[Date Prev][Date Next][Thread Prev][Thread Next][Date Index][Thread Index]

Re: [XEN v3] xen/arm64: io: Decode ldr/str post-indexing instructions



On Thu, 20 Jan 2022 21:55:27 +0000
Ayan Kumar Halder <ayan.kumar.halder@xxxxxxxxxx> wrote:

Hi,

> At the moment, Xen is only handling data abort with valid syndrome (i.e.
> ISV=0). Unfortunately, this doesn't cover all the instructions a domain
> could use to access MMIO regions.
> 
> For instance, a baremetal OS can use any of the following instructions, where
> x1 contains the address of the MMIO region:
> 
> 1.      ldr     x2,    [x1],    #4

That looks dodgy, since is misaligns the pointer afterwards. MMIO
access typically go to device memory, which must be naturally aligned.
Just don't give a bad example here and change that to a multiple of 8.

> 2.      ldr     w2,    [x1],    #-4

(this one is fine, btw, because it's a 32-bit read)

> 3.      ldr     x2,    [x1],    #-8
> 4.      ldr     w2,    [x1],    #4
> 5.      ldrh    w2,    [x1],    #8
> 6.      ldrb    w2,    [x1],    #16

More naturally I'd use the data size of the postindex value ...
ldr  x2 ... #-8
ldr  w2 ... #4
ldrh w2 ... #2
ldrb w2 ... #1

> 7.      str     x2,    [x1],    #4

This is a again problematic, because x1 is not 8-byte aligned anymore
after that.

> 8.      str     w2,    [x1],    #-4
> 9.      strh    w2,    [x1],    #8
> 10.     strb    w2,    [x1],    #16
> 
> In the following two instructions, sp contains the address of the MMIO 
> region:-

Really? I don't think you should give people funny ideas, just mention
that the Rn register could theoretically be the stack pointer.
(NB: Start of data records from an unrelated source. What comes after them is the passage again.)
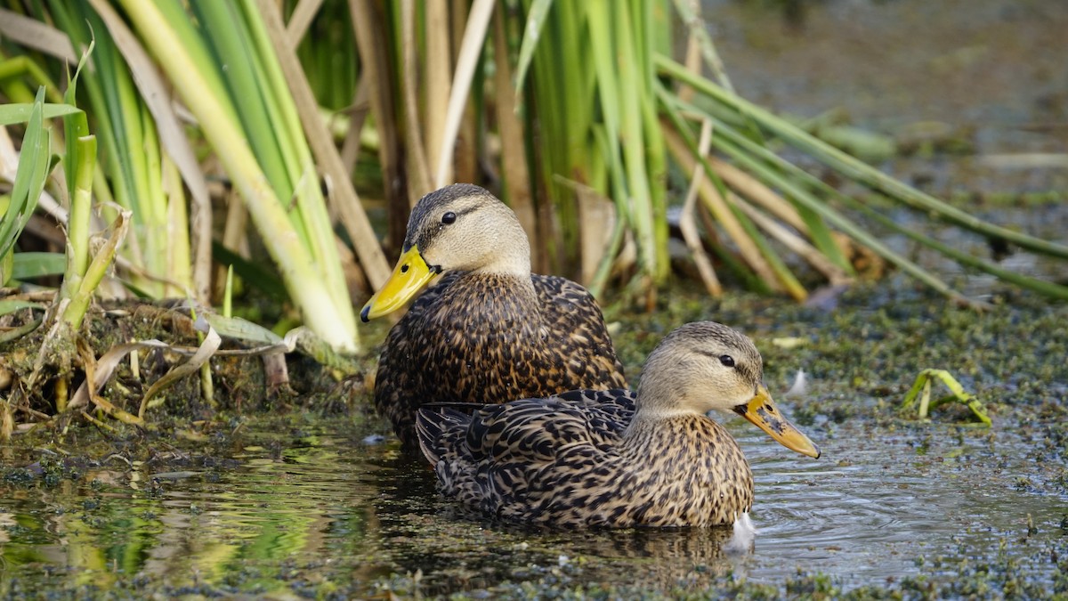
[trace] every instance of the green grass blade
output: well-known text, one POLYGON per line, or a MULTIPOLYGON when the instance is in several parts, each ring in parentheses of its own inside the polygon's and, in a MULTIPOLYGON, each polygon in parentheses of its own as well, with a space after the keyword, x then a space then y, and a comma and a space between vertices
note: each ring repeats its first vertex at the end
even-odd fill
POLYGON ((37 199, 45 188, 51 167, 51 138, 44 128, 45 88, 37 89, 37 97, 30 111, 22 137, 22 150, 15 171, 11 201, 0 220, 0 257, 15 246, 30 216, 37 207, 37 199))
MULTIPOLYGON (((32 112, 32 104, 0 105, 0 126, 26 123, 30 120, 32 112)), ((76 112, 81 112, 81 109, 70 105, 45 103, 42 106, 41 115, 44 119, 54 119, 57 117, 64 117, 76 112)))
MULTIPOLYGON (((541 29, 552 7, 552 0, 534 0, 530 10, 527 11, 527 27, 523 30, 523 41, 519 46, 519 59, 516 63, 516 96, 523 92, 523 83, 527 80, 527 70, 534 58, 534 49, 538 46, 541 37, 541 29)), ((499 10, 504 10, 500 6, 499 10)))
> 11.     ldrb    w2,    [sp],    #16
> 12.     ldrb    wzr,   [sp],    #16
> 
> In order to handle post-indexing store/load instructions (like those mentioned
> above), Xen will need to fetch and decode the instruction.
> 
> This patch only cover post-index store/load instructions from AArch64 mode.
> For now, this is left unimplemented for trap from AArch32 mode.
> 
> Signed-off-by: Ayan Kumar Halder <ayankuma@xxxxxxxxxx>
> ---
> 
> Changelog :-
> v2 - 1. Updated the rn register after reading from it. (Pointed by Julien,
>         Stefano)
>      2. Used a union to represent the instruction opcode (Suggestd by 
> Bertrand)
>      3. Fixed coding style issues (Pointed by Julien)
>      4. In the previous patch, I was updating dabt->sign based on the 
> signedness
>         of imm9. This was incorrect. As mentioned in ARMv8 ARM  DDI 0487G.b,
>         Page 3221, SSE indicates the signedness of the data item loaded. In 
> our
>         case, the data item loaded is always unsigned.
> 
> v3- 1. Handled all the variants of ldr/str (ie 64, 32, 16, 8 bit variants).
>        Thus, I have removed the check for "instr->code.opc == 0" (Suggested by
>        Andre)
>     2. Handled the scenario when rn = SP, rt = XZR (Suggested by Jan, Andre)
>     3. Added restriction for "rt != rn" (Suggested by Andre)
>     4. Moved union ldr_str_instr_class {} to decode.h. This is the header 
> included
>        by io.c and decode.c (where the union is referred). (Suggested by Jan)
>     5. Indentation and typo fixes (Suggested by Jan)
> 
> Changes suggested but could not be considered due to reasons :-
>     1. Using accessor macros instead of bitfields for "ldr_str_instr_class". 
> (Andre)
>        Reason - I could not find a simple way to represent 9 bit signed 
> integer
>        (ie imm9) without using bitfields. If I use accessor macros, then I 
> need
>        to manually calculate two's complement to obtain the value when signed
>        bit is present.
> 
>     2. I/D cache cohenerncy (Andre)
>        Reason :- I could not see any instruction to flush the I cache.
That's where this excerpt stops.